At this moment of the afternoon the great church almost cheated one into the belief that it was possessed of a life of its own. It lay, as I say, couched in its natural hollow, basking under the dark dome of the heavens like some half-fossilized monster that might at any moment stir and awaken out of the swoon to which the wand of the enchanter had committed it. (
All Hallows
)
What an odd world, to those of us with traditional Christian beliefs, is this world of Mr de la Mare’s: the world where the terrible Seaton’s Aunt absorbs the living as a spider does and remains alive herself in the company of the dead. ‘I don’t look to flesh and blood for my company. When you’ve got to be my age. Mr Smithers (which God forbid), you’ll find life a very different affair from what you seem to think it is now. You won’t seek company then, I’ll be bound. It’s thrust on you’; the world of the recluse Mr Bloom, that spiritualist who had pressed on too far ignoring the advice that the poet would have given him.
Bethink thee: every enticing league thou wend
Beyond the mark where life its bound hath set
Will lead thee at length where human pathways end
And the dark enemy spreads his maddening net.
How wrong, however, it would be to give the impression that Mr de la Mare is just another, however accomplished, writer of ghost stories, yet what is it that divides this world of Mr Kempe and Mr Bloom and Seaton’s Aunt, the dubious fellow-passenger with Lavinia in the train, the stranger in Crewe waiting room from the world of the late M. R. James’s creation – told by the antiquary? M. R. James with admirable skill invented ghosts to make the flesh creep; astutely he used the image which would best convey horror; he was concerned with truth only in the sense that his stories must ring true – while they were being read.
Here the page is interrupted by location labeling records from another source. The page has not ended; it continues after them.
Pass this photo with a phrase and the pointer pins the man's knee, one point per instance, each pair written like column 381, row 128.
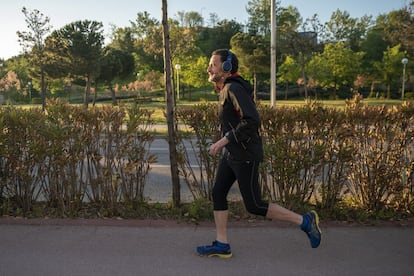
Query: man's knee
column 258, row 210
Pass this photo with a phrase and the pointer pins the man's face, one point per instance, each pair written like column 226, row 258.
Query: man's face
column 215, row 73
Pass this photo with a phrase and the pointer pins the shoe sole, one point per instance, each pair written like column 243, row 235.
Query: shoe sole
column 317, row 221
column 222, row 256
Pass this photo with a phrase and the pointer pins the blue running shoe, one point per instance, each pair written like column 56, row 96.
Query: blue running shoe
column 310, row 226
column 217, row 249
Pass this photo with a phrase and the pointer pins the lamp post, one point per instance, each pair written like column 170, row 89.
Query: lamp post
column 404, row 61
column 29, row 86
column 177, row 68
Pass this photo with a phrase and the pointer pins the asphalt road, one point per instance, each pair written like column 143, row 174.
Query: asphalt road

But Mr de la Mare is concerned, like his own Mr Bloom, to find out: his stories are true in the sense that the author believes – and conveys his belief – that this is the real world, but only in so far as he has yet discovered it. They are tentative. His use of prose reminds us frequently of a blind man trying to describe an object from the touch only – ‘this thing is circular, or nearly circular, oddly dinted, too hard to be a ball: it might be, yes it might be, a human skull’. At any moment we expect a complete discovery, but the discovery is delayed. We, as well as the author, are this side of Lethe. When I was a child I used to be horrified by Carroll’s poem
The Hunting of the Snark
. The danger that the snark might prove to be a boojum haunted me from the first page, and sometimes reading Mr de la Mare’s stories, I fear that the author in his strange fumbling at the invisible curtain may suddenly come on the inescapable boojum truth, and just as quickly vanish away.
For how they continually seek their snark, his characters – in railway trains, in deserted churches, even in the bars of village inns. Listen to them speaking, and see how all the time they ignore what is at least a fact – that an answer to their question has been proposed: how intent they are to find an alternative, personal explanation: how they hover and debate and touch and withdraw, while the boojum waits.